La FIDH salue la décision des deux entreprises qui choisissent ainsi de ne pas contribuer aux violations massives des droits humains en cours au Myanmar. Nous avons alerté à de nombreuses reprises le géant de l’énergie française sur le risque de continuer ses activités dans un contexte de mobilisation importante de la société civile birmane et internationale, comme de celle d’investisseurs responsables.

Ce retrait attire également l’attention sur l’incapacité de la communauté internationale, des États-Unis et de l’Union européenne à mettre en place un régime de sanctions ciblées en mesure de porter un coup dur à la junte. Ces dernières pourraient par exemple viser la Myanmar Oil and Gas Enterprise (MOGE) ou les revenus liés à la rente gazière qui atterrissent sur les comptes bancaires de la junte.

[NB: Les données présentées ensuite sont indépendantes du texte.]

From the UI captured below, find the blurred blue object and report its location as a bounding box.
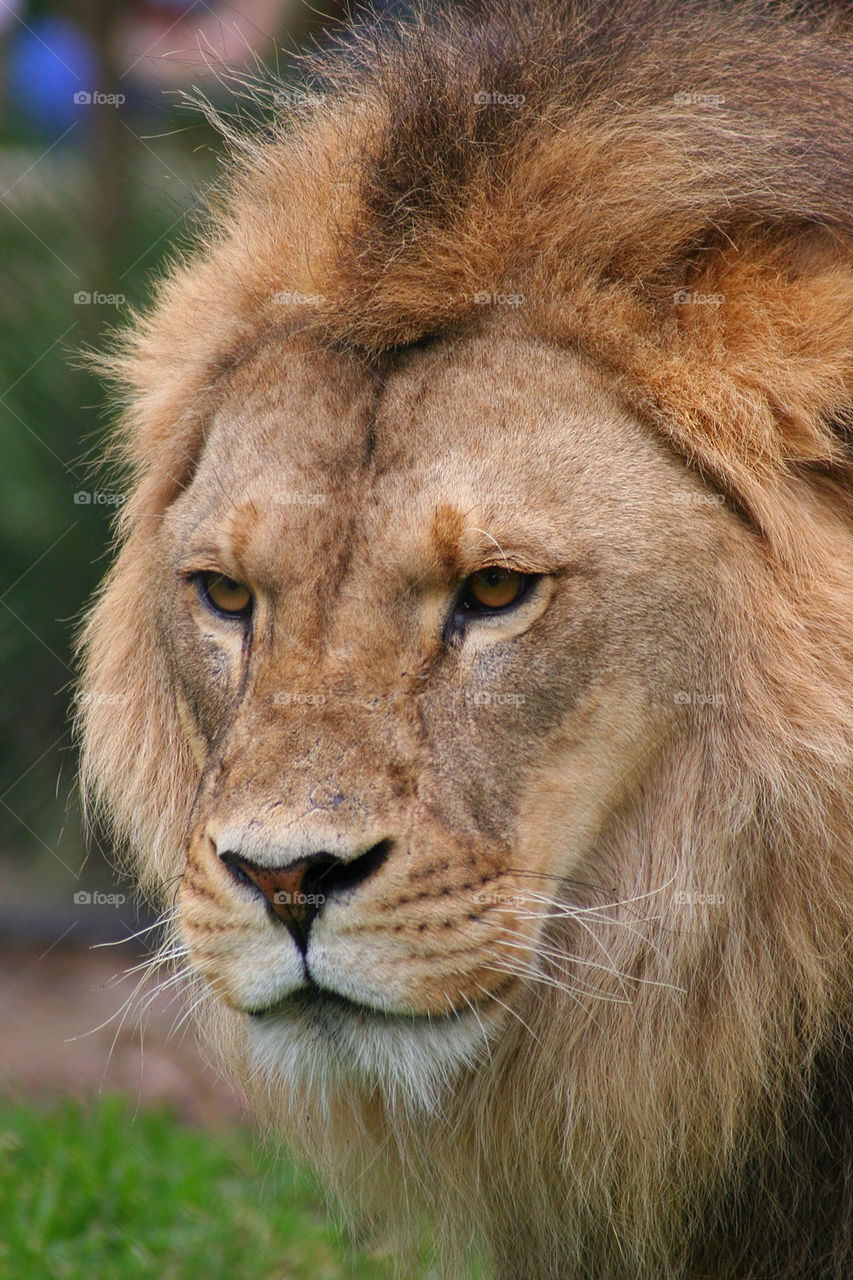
[6,18,100,136]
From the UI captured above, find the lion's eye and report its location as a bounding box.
[197,573,252,618]
[457,564,532,613]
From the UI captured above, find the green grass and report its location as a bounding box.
[0,1098,409,1280]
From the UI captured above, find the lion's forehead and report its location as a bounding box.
[162,338,676,581]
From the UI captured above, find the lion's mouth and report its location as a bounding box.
[239,978,464,1027]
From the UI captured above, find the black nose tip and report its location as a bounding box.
[219,840,391,952]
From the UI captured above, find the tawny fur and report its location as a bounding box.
[81,0,853,1280]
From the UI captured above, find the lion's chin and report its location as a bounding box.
[247,988,503,1112]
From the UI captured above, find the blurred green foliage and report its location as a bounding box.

À ce jour, ni l’Union européenne ni les États-Unis n’ont imposé de sanction susceptible d’affecter sensiblement la capacité financière de l’armée à se fournir en armes et équipements pour mener la guerre contre son propre peuple. Entre les quelques 5 milliards de dollars de réserves de la Banque centrale et les 2 à 2,5 milliards de dollars de recettes annuelles en devises étrangères – provenant essentiellement des secteurs du pétrole, du gaz, de l’exploitation minière et du bois – le gouvernement dispose de suffisamment de devises étrangères pour maintenir indéfiniment les dépenses militaires. Ainsi, les médias russes ont récemment annoncé un nouveau contrat d’armement de 2,3 milliards de dollars avec l’armée birmane, payé à partir de ces réserves et flux de devises étrangères.

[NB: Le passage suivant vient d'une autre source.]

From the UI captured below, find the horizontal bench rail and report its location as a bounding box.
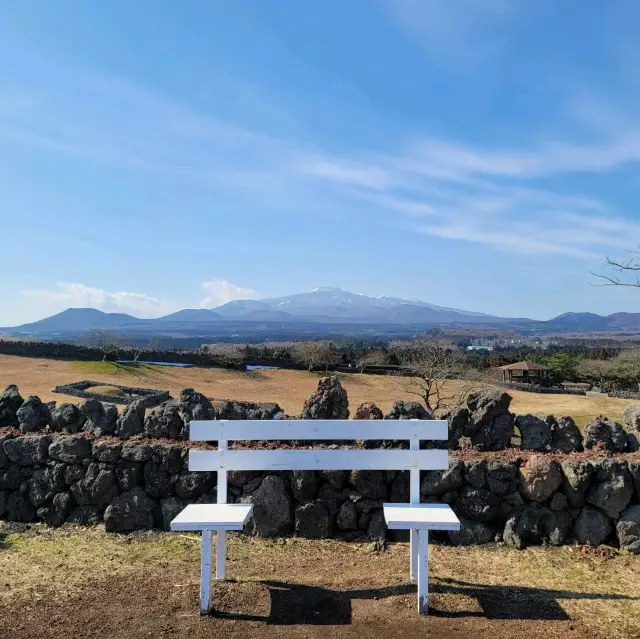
[189,450,449,471]
[189,419,449,441]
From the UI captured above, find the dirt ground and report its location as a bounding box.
[0,522,640,639]
[0,355,629,426]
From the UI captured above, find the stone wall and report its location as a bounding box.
[0,377,640,552]
[499,382,587,395]
[0,434,640,553]
[0,340,244,369]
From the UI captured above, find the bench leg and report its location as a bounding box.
[409,528,418,582]
[216,530,227,581]
[200,530,211,615]
[418,528,429,615]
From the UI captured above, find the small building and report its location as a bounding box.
[498,362,550,384]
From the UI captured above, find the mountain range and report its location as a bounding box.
[0,287,640,338]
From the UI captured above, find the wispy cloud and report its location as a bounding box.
[0,57,640,262]
[22,282,175,317]
[383,0,522,66]
[200,279,261,308]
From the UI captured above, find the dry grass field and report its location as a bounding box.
[0,522,640,639]
[0,355,629,426]
[0,355,629,426]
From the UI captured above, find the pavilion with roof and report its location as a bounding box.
[498,362,550,384]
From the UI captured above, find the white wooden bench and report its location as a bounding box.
[171,420,460,614]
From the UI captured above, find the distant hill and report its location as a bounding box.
[0,287,640,341]
[214,286,496,322]
[6,308,141,334]
[157,308,220,322]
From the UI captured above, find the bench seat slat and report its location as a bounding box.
[189,448,449,471]
[189,419,449,441]
[171,504,253,531]
[383,504,460,530]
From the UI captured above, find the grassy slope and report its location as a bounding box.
[0,355,629,425]
[0,523,640,637]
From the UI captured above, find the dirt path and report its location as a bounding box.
[0,522,628,639]
[0,566,597,639]
[0,355,629,426]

Ce retrait fait suite à la détérioration dramatique de la situation des droits humains au Myanmar. Entre le 1er février 2020 et le 10 décembre 2021, au moins 7 053 attaques contre des civils ou affrontements armés au cours desquels les civils n’ont pas été protégés ont été enregistrés – soit une augmentation de 664 % par rapport à la même période en 2020 – tandis que des centaines de milliers de personnes ont été déplacées. Au 31 décembre, la junte avait tué au moins 1 384 personnes et arrêté pas moins de 11 289 responsables politiques, défenseur.e.s des droits humains, journalistes et autres personnes engagées dans des actions de dissidence réelles ou supposées. Les tribunaux de la junte ont prononcé les premières condamnations à l’encontre de la conseillère d’État Aung San Suu Kyi et du président Win Myint. Des centaines de membres de la Ligue nationale pour la démocratie (LND) sont toujours en détention, avec des signalements de torture dans certains cas.

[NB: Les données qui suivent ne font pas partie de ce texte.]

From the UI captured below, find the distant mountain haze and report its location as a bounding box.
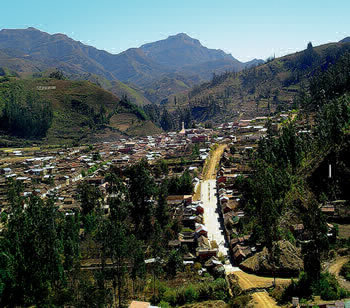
[0,27,262,87]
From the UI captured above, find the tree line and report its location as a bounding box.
[1,84,53,138]
[0,160,189,307]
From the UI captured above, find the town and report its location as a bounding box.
[0,112,349,307]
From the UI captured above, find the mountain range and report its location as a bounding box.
[0,27,263,102]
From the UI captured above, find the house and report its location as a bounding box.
[167,195,192,205]
[129,301,158,308]
[232,244,252,263]
[0,168,12,174]
[195,224,208,237]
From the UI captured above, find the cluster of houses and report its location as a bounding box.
[168,195,225,277]
[0,128,213,217]
[213,114,344,264]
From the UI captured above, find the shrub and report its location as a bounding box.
[340,261,350,281]
[228,295,252,308]
[159,301,170,308]
[163,289,177,306]
[185,285,198,303]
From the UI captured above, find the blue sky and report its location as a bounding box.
[0,0,350,61]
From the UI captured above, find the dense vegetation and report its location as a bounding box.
[0,160,220,307]
[0,77,158,143]
[172,43,350,122]
[0,85,53,138]
[235,47,350,299]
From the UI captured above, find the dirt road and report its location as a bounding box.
[203,144,227,180]
[234,271,290,308]
[200,144,290,308]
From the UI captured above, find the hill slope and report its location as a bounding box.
[0,78,159,144]
[173,43,350,122]
[0,27,261,102]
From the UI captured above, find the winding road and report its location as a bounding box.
[200,144,278,308]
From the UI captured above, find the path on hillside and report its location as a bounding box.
[328,256,350,291]
[200,144,290,308]
[201,180,240,271]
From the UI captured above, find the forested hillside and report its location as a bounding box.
[237,48,350,303]
[166,43,350,122]
[0,73,159,144]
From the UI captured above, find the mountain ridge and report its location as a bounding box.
[0,27,262,97]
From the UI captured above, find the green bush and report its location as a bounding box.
[340,261,350,281]
[159,301,170,308]
[185,285,198,303]
[228,295,252,308]
[159,278,229,306]
[162,289,177,306]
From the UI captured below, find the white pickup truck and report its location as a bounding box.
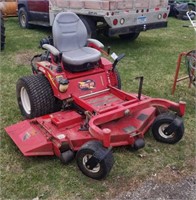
[18,0,170,40]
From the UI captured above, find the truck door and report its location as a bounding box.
[27,0,49,22]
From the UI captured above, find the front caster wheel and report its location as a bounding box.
[76,141,114,180]
[152,113,184,144]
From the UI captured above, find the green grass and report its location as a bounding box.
[0,18,196,199]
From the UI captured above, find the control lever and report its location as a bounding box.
[111,53,125,71]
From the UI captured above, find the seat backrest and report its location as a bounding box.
[52,12,87,52]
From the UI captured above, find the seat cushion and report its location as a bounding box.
[62,47,101,65]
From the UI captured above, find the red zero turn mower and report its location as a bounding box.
[5,12,185,179]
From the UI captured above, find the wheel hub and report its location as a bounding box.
[83,154,100,173]
[158,124,175,139]
[20,87,31,114]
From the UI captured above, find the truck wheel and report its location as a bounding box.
[152,113,184,144]
[119,32,140,41]
[0,12,5,51]
[18,7,30,28]
[80,16,97,38]
[16,74,60,119]
[76,141,114,180]
[109,69,121,89]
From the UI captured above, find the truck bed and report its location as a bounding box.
[50,0,168,11]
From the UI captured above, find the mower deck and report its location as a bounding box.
[6,87,183,156]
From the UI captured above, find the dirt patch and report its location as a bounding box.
[113,160,196,200]
[113,176,196,200]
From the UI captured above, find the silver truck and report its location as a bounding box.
[18,0,170,40]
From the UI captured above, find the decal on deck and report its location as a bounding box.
[78,79,96,90]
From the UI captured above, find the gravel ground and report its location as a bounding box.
[113,176,196,200]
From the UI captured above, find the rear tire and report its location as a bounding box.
[16,74,60,119]
[119,32,140,41]
[0,12,5,51]
[18,7,30,28]
[152,113,184,144]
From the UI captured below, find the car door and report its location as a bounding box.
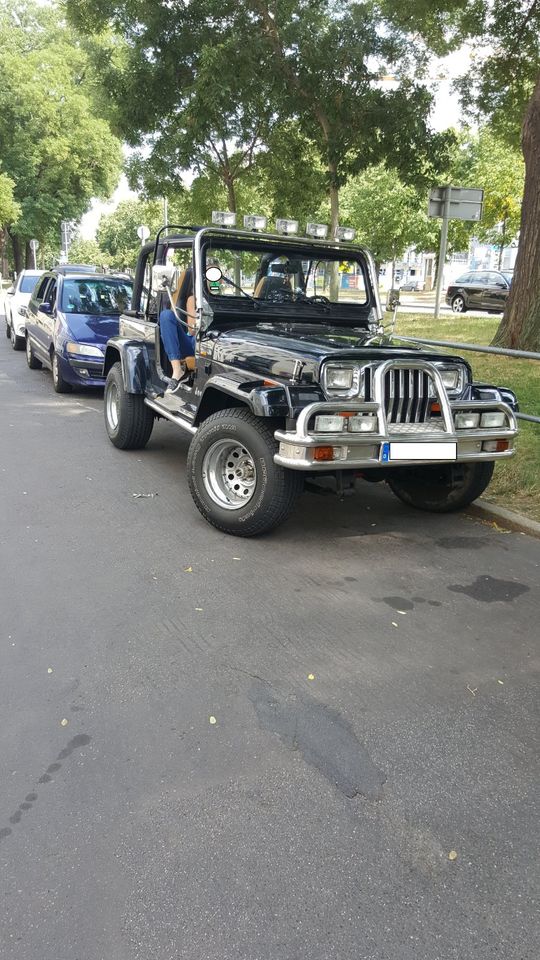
[26,274,52,357]
[36,277,58,362]
[483,272,510,313]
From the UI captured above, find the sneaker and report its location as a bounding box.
[165,370,191,396]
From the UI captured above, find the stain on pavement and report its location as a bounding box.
[249,683,386,800]
[448,576,529,603]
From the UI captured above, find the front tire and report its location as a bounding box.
[452,293,467,313]
[187,407,303,537]
[388,460,495,513]
[25,335,43,370]
[103,363,154,450]
[51,353,73,393]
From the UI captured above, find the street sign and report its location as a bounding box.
[428,187,484,221]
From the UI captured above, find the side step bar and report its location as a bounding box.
[144,397,197,436]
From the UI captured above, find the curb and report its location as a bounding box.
[467,500,540,539]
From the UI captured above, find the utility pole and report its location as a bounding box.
[433,187,452,320]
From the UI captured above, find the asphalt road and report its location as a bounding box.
[0,324,540,960]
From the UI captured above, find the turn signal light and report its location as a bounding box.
[313,447,334,463]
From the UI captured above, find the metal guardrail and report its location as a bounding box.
[393,333,540,423]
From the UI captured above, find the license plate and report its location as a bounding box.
[381,441,457,463]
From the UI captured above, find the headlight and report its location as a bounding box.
[480,410,506,427]
[323,364,360,397]
[66,340,103,360]
[454,413,480,430]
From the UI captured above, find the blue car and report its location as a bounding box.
[26,266,133,393]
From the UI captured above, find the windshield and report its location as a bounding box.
[61,277,133,317]
[201,238,368,319]
[19,273,41,293]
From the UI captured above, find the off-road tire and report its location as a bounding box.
[9,324,25,350]
[187,407,303,537]
[51,353,73,393]
[25,336,43,370]
[103,362,154,450]
[387,460,495,513]
[452,293,467,313]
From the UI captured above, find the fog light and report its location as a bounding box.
[315,415,347,433]
[454,413,480,430]
[482,440,510,453]
[480,410,506,427]
[349,414,377,433]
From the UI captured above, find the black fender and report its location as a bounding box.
[103,337,150,393]
[195,376,324,423]
[464,383,519,413]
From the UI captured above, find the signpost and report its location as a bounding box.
[30,240,39,270]
[428,186,484,319]
[137,223,150,247]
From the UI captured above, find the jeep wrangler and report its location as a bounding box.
[104,221,517,536]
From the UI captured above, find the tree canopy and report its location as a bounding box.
[0,2,122,269]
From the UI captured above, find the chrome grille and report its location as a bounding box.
[364,367,435,423]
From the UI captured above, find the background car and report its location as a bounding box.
[446,270,512,313]
[4,270,43,350]
[26,267,133,393]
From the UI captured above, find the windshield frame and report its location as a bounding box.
[194,227,383,327]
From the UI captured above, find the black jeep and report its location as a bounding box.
[105,227,517,536]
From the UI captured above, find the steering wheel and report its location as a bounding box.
[266,290,294,303]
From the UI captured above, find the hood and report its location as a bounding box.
[209,323,464,380]
[63,313,120,344]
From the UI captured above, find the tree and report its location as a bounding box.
[67,0,454,238]
[0,2,121,270]
[68,237,109,269]
[380,0,540,350]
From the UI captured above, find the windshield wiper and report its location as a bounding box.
[221,273,260,309]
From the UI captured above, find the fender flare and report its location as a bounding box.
[103,337,149,393]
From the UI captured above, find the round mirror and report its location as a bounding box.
[206,267,223,283]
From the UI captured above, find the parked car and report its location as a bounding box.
[446,270,512,313]
[26,266,133,393]
[4,270,43,350]
[99,221,517,536]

La FIDH espère que le retrait des entreprises sera mené de manière responsable, en faisant preuve d’une diligence raisonnable, transparente et appropriée pour atténuer les risques et empêcher les effets néfastes sur les droits humains pouvant résulter du retrait de leurs opérations au Myanmar. De plus, elles devraient s’engager de manière significative auprès des acteurs concernés, notamment les organisations de la société civile et les travailleur.se.s basé.e.s au Myanmar, notamment pendant la période de préavis contractuel de six mois.

La FIDH attend également de l’Union européenne et des États-Unis qu’ils prennent la mesure du signal envoyé par leurs principaux exploitants pétroliers et gaziers en adoptant immédiatement de nouvelles sanctions. Plus précisément, celles-ci devraient viser la Banque centrale du Myanmar, source principale de devises étrangères pour la junte, la Myanmar Foreign Trade Bank (MFTB), qui fait office de Trésor public en devises étrangères du gouvernement, la société nationale Myanmar Oil and Gas Enterprise, l’opérateur responsable de l’exploration et de la production pétrolière et gazière au Myanmar, ainsi que la Mining Enterprise No. 1 (ME1) et la Mining Enterprise No. 2 (ME2), qui gèrent et collectent les redevances et parts de production.